Grievance Committee: Reinstate Shank


Kellen Stepler | Editor-in-Chief

Kellen Stepler | Editor-in-chief Shank’s case has been heard by Duquesne’s Grievance Committee who recommended that he should be reinstated. President Gormley has the final decision on this matter, and his decision must be made by Feb. 5.

Duquesne University’s Grievance Committee for Faculty (UGCF) recommended that Gary Shank, the education professor who was fired for using a racial slur in a class lecture during the fall semester, should be restored as a faculty member of the university.

Shank had filed a grievance with the UGCF on Nov. 5. He was terminated from Duquesne Oct. 7.

In a report filed Jan. 14 provided to The Duke by Shank’s attorney, Warner Mariani, the UGCF found that while Shank “exercised extremely poor judgment in his decision to use the N-word rather than an abstraction,” the termination of his tenure and firing were not warranted.

“While Dr.
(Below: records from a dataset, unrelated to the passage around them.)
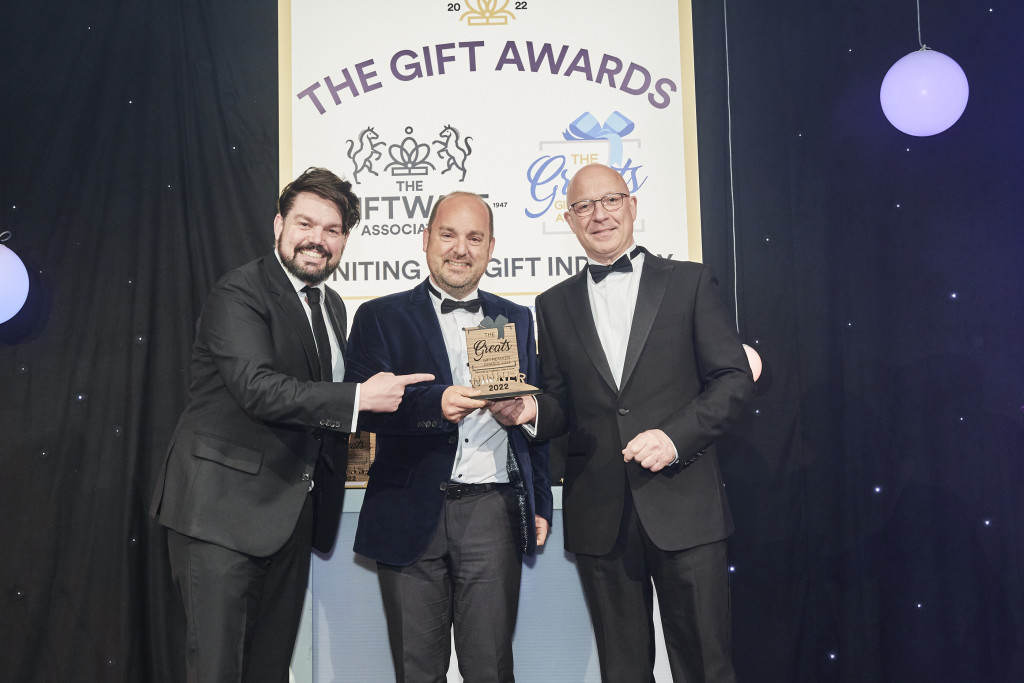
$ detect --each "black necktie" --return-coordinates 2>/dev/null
[588,247,642,285]
[302,286,334,382]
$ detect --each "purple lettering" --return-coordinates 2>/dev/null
[618,61,650,95]
[564,48,594,81]
[647,78,676,110]
[355,59,384,92]
[495,40,525,71]
[296,81,327,114]
[597,54,623,88]
[526,41,569,74]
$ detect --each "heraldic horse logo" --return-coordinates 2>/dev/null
[345,126,387,183]
[434,126,473,182]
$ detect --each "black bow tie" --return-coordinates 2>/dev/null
[427,282,480,313]
[588,247,642,285]
[441,299,480,313]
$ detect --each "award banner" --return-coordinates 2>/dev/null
[281,0,699,314]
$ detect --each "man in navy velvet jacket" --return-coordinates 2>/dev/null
[346,193,552,683]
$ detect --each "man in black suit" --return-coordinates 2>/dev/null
[345,193,552,683]
[490,164,754,683]
[151,168,433,683]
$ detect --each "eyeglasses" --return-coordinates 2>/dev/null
[569,193,629,218]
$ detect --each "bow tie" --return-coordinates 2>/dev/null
[588,247,643,285]
[441,299,480,313]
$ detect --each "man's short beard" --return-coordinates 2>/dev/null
[276,240,341,287]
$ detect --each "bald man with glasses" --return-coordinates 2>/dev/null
[490,164,754,683]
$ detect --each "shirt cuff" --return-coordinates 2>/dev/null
[519,394,541,438]
[348,383,362,434]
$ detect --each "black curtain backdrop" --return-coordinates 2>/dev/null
[0,0,1024,683]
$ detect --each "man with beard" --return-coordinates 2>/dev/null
[151,168,433,683]
[345,193,552,683]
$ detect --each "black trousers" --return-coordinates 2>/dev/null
[377,486,522,683]
[577,496,735,683]
[167,497,313,683]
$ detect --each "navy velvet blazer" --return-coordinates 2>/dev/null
[345,281,552,565]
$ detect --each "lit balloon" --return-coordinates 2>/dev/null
[743,344,761,382]
[0,245,29,323]
[879,48,970,137]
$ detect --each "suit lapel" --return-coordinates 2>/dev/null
[409,281,453,384]
[263,254,319,377]
[622,253,671,387]
[565,270,618,393]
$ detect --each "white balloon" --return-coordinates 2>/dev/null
[743,344,761,382]
[0,245,29,323]
[879,49,970,137]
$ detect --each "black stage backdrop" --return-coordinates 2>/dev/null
[0,0,1024,683]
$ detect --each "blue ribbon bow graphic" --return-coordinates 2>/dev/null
[480,315,509,339]
[562,112,636,166]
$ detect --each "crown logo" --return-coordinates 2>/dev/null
[459,0,515,26]
[384,126,434,176]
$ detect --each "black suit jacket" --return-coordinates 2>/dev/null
[345,281,552,565]
[151,254,355,557]
[537,254,754,555]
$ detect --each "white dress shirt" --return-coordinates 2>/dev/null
[587,244,645,389]
[430,278,509,483]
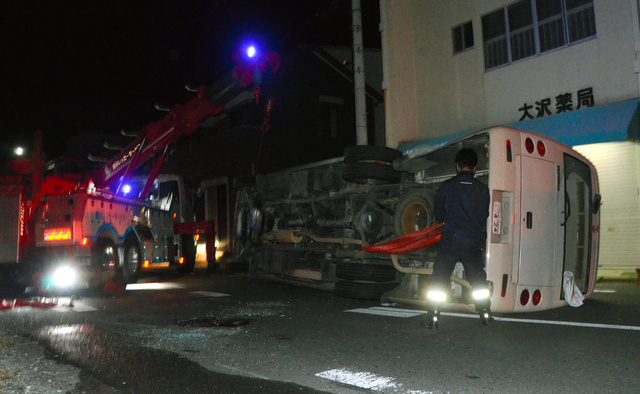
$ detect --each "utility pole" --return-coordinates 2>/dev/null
[351,0,368,145]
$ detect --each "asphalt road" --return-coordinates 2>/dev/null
[0,273,640,393]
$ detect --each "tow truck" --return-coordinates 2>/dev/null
[0,46,280,293]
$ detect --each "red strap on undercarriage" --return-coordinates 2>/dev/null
[362,223,442,254]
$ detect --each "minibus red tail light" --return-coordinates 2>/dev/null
[531,290,542,306]
[538,141,547,156]
[524,137,535,153]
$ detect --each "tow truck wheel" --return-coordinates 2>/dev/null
[122,239,142,284]
[91,238,120,287]
[178,234,196,274]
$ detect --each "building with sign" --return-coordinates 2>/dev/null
[380,0,640,276]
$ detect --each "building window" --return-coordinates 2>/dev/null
[482,0,596,69]
[451,21,473,55]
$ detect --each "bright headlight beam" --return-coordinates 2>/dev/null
[246,45,258,58]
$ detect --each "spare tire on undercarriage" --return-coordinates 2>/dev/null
[342,145,402,184]
[344,145,402,164]
[336,263,397,282]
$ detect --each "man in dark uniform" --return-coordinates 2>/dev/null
[424,148,493,328]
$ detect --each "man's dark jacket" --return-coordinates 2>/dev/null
[434,171,489,244]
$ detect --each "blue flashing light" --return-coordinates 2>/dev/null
[245,45,258,59]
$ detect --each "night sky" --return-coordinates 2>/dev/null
[0,0,380,163]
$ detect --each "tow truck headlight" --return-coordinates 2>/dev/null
[52,266,78,288]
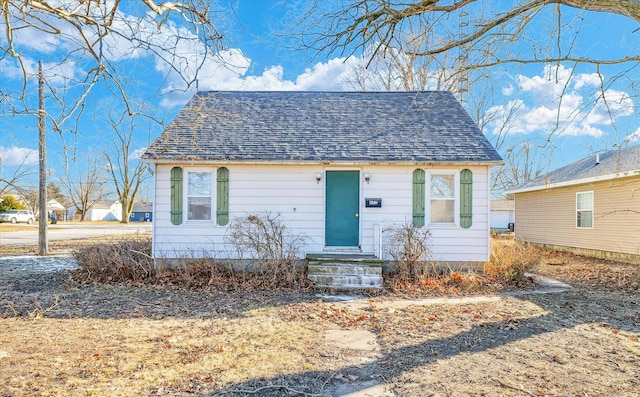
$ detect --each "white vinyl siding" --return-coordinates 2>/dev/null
[576,192,593,229]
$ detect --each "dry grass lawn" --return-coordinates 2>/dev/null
[0,237,640,396]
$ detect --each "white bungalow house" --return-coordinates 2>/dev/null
[143,92,502,274]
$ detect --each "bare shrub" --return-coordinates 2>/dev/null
[72,214,311,290]
[73,236,157,283]
[385,223,431,282]
[484,240,540,283]
[226,212,306,285]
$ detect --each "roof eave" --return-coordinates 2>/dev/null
[141,159,504,167]
[504,169,640,194]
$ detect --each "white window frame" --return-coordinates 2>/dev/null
[182,168,216,225]
[575,190,595,229]
[424,170,460,227]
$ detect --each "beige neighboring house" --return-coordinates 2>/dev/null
[506,145,640,263]
[67,200,122,221]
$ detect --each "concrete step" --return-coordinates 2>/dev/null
[309,262,382,276]
[308,262,382,289]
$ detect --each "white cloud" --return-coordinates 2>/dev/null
[624,128,640,142]
[0,146,38,166]
[488,65,634,137]
[129,147,147,160]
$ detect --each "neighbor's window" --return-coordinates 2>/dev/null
[576,192,593,228]
[187,172,212,221]
[430,174,456,223]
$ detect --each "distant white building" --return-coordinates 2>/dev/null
[67,200,122,221]
[490,200,516,230]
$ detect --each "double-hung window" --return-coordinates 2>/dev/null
[429,174,456,223]
[187,171,213,221]
[576,192,593,228]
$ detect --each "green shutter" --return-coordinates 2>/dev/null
[413,169,425,227]
[216,167,229,226]
[171,167,182,225]
[460,169,473,229]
Shank’s use of the N-word was misguided, it was not malicious,” the report said.

According to Mariani, the report was sent to Duquesne last Friday, and cited the university handbook which states that President Ken Gormley has 15 working days to decide the case.

Mariani also provided a document setting Shank’s position to the UGCF’s findings. Shank said that while the UGCF report gives the “appropriate recommendation” that he be restored as a faculty member, he is “concerned that the [UGCF] recommends that I be sanctioned and also takes a rather restrictive view of the meaning of Academic Freedom on Duquesne University’s campus.”

“Therefore, I feel it necessary to take exception to several of the Report’s findings in order to make my position clear that sanctions are not called for here, and that an expansive view of Academic Freedom must be asserted not only for me, but the rest of the University’s faculty,” Shank wrote.

“Disagreement with a professor’s style and method of teaching cannot serve as grounds for “serious misconduct” in violation of TAP 55.”

UGCF’s report also said that Duquesne did not violate Shank’s academic freedom, as the university does not subscribe to the American Association of University Professors (AAUP) guidelines on academic freedom. In October 2020, the AAUP wrote a letter to Gormley demanding Shank be reinstated at the university.

Shank wrote that if Duquesne does not subscribe to the AAUP guidelines on academic freedom, and if the use of the N- word is a violation of TAP 55, then Duquesne needs to immediately prohibit the use of the N-word “for whatever reason it may be used.”

“For that matter, the university should ban any word that possibly could violate TAP 55 and let the university’s faculty know that the use of certain language is strictly prohibited and may result in disciplinary action up to and including their discharge,” he wrote.

The report also says that the university provided due process to Shank prior to his suspension and termination, citing sections 9.2 and 9.3 of the Faculty Handbook. The report also said that Shank refused to meet with school of education interim dean Gretchen Generett without the presence of his attorney prior to his termination, and that he was provided the opportunity to appeal the disciplinary actions to the UGCF.

Shank wrote that while he taught his class in a manner that he believed at the time to be “totally appropriate,” Generett “committed herself from the onset to the most severe disciplinary action” and searched for a justification to support her

actions “even going so far as to cherry pick reviews of disgruntled former students made over the decades of my teaching at Duquesne.”

Citing her testimony, Shank wrote that “The real reason for the termination is made clear by the testimony of Interim Dean Generett when she criticized my teaching style by saying she thought my class presentation was ‘thoughtless’ because I failed to ‘set things up’ and also be-cause I did not use derogatory comments as to any other group other than African-Americans.”

Shank wrote that, pursuant to AAUP guidelines, he believes that in order for classroom speech not to be protected under academic freedom, the offending language must be “persistent, pervasive, and not germane to the subject matter.”

“That is not the case here,” he wrote.

Shank wrote that Gormley should recuse himself because Gormley “prejudged me as to whether my conduct was appropriate, and because of the publicity he believes negatively impacted Duquesne University.”

Gormley e-mailed all students on Sept. 12 — a day after the video gained traction on social media — writing that the professor “will face very strong disciplinary action pursuant to the procedures set forth in our faculty handbook.”

However, Gormley should not recuse himself as the final arbiter of the case, the report said, and that as university president, he had a responsibility to “mitigate the damage of Duquesne’s reputation” as the video of Shank using the racial epithet gained traction on social media, as well as traditional media outlets. The report says that Gormley was not involved with the investigation of Shank’s case, or the decision to fire him. The faculty handbook does not provide an alternative to the president as an arbiter of the case.